Submitted by Louis Myers
What follows is an Excerpt from the Friends and Enemies https://exhibitions.nysm.nysed.gov/albany/friends.html Website.
Albany's historically visible loyalists were a relatively small group. They numbered perhaps fifty and mostly were men. A substantial number of other community people did not support anti-British and then Revolutionary measures and activities. However, at this point, the most telling parts of their stories remain historically mute.
That said, the historically visible loyalists fall into five general groups: Royal officials; those with economic ties to the royal government or the British economy; the spouses of the first two groups; a larger but less definable number of "passive loyalists"; and would-be neutrals. Yet another notable group of non supporters left Albany prior to the outbreak of hostilities.
Royal officials included Mayor Abraham C. Cuyler, Stephen De Lancey - the city and county clerk, Sheriff Henry Ten Eyck, postmaster John Monier, justice of the peace John Munro, and the Reverend Harry Munro - rector of St. Peters Anglican church.
Royal adherents included merchants John Stevenson, James Dole, Edmond Butler, and William Kane; skippers William Pemberton, Robert Hoaksley, John Roff, and John Fryer; and innkeepers Richard Cartwright and his son, Albany native Benjamin Hilton, Jr., and James Furnival.
Spouses and widows included: Jane Gregg Edgar, Genevieve Masse Lydius, Janet Glen Cuyler, and the notorious Widow Clement. A draft essay looks at them in more depth.
Passive loyalists and would-be neutrals included native sons Baltus Lydius, Dr. Henry Van Dyck, Gysbert Fonda, Cornelis Glen, and the Van Allen brothers.
Among the most historically prominent of a long list of those who left included relative newcomers George Wray, States Dyckman, John Macomb and his son-in-law Francis Pfister, Thomas Swords, Ebenezer and Edward Jessup, the Robertsons, and the Tunnicliffs. Suspected Stamp Tax collector Henry Van Schaack returned to his native Kinderhook several years earlier. The unexpected death of Sir William Johnson in July 1774 left Albany royalists without a leader and perhaps with a future quite different than it might had been had he lived!
End Excerpt.
Article continues by Louis Myers:
With the death of Sir William many loyal to the crown pinned their hopes on his son, Sir John Johnson.
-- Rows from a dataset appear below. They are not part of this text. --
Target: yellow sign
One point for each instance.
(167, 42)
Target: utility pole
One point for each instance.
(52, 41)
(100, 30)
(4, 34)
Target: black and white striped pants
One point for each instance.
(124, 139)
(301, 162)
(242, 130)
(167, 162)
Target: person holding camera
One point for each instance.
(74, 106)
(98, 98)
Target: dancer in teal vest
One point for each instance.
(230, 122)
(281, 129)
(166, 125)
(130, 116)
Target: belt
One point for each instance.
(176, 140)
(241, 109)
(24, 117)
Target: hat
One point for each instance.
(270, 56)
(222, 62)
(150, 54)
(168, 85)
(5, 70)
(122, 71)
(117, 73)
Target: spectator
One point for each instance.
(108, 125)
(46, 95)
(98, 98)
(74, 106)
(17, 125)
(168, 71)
Following his father's death , John inherited his father’s fortune and succeeded to his father's title of baronetcy, along with his extensive estates and 20 slaves. In 1775, he was appointed doorkeeper of the New York General Assembly. Sir John had now come into his own but it would soon prove to be not enough to save his world by stopping the tide of rebellion.
In January 1776, some nine months after Breed’s Hill was fought , Johnson gathered several hundred of his supporters at Johnstown. He sent a letter to Governor William Tryon, saying that he and his loyalist supporters had met about raising a battalion for the British cause. He added he could raise 500 Indian warriors who, when used with his troops, could recapture all of the forts that fell to the rebels.
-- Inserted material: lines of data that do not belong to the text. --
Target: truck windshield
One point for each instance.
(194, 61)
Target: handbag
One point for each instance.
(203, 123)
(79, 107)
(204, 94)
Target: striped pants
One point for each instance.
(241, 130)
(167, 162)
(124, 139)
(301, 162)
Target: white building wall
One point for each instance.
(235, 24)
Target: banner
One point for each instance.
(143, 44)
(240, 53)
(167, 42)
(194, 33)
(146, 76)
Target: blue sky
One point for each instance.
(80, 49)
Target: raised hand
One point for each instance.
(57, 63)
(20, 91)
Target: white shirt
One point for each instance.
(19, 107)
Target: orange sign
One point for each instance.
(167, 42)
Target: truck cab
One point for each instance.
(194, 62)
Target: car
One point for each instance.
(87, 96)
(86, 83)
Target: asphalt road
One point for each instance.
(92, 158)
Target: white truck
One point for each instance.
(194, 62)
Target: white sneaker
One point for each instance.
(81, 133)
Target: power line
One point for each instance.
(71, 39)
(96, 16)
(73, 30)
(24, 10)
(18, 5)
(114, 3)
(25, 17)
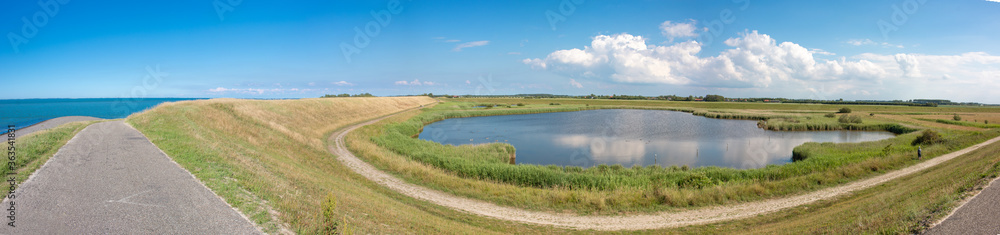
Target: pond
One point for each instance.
(629, 137)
Major General Philip Schuyler, with a force of Continental troops and the Tryon County Militia numbering around 3,000, disarmed Johnson and about 300 of his Loyalist supporters on January 20th 1776 but Schuyler paroled Sir John.
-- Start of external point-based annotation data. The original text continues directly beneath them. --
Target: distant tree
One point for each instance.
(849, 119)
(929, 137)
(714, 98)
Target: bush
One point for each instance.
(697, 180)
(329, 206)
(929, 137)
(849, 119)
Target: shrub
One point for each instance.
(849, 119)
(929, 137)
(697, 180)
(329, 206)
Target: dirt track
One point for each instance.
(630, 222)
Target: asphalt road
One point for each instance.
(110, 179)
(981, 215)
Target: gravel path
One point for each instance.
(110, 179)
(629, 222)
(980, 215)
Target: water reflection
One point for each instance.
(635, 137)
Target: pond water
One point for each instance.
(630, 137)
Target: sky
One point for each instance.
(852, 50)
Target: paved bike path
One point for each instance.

Hearing in May 1776 of another force being sent to arrest him, Johnson decided to leave with his family and supporters to Canada. He led about 170 of his tenants and allies among the Iroquois to Montreal, Quebec .
Sir John's loyalty to the King would cost him his home in Johnstown and extensive properties in the Mohawk Valley, all of which was confiscated after the war by the State of New York.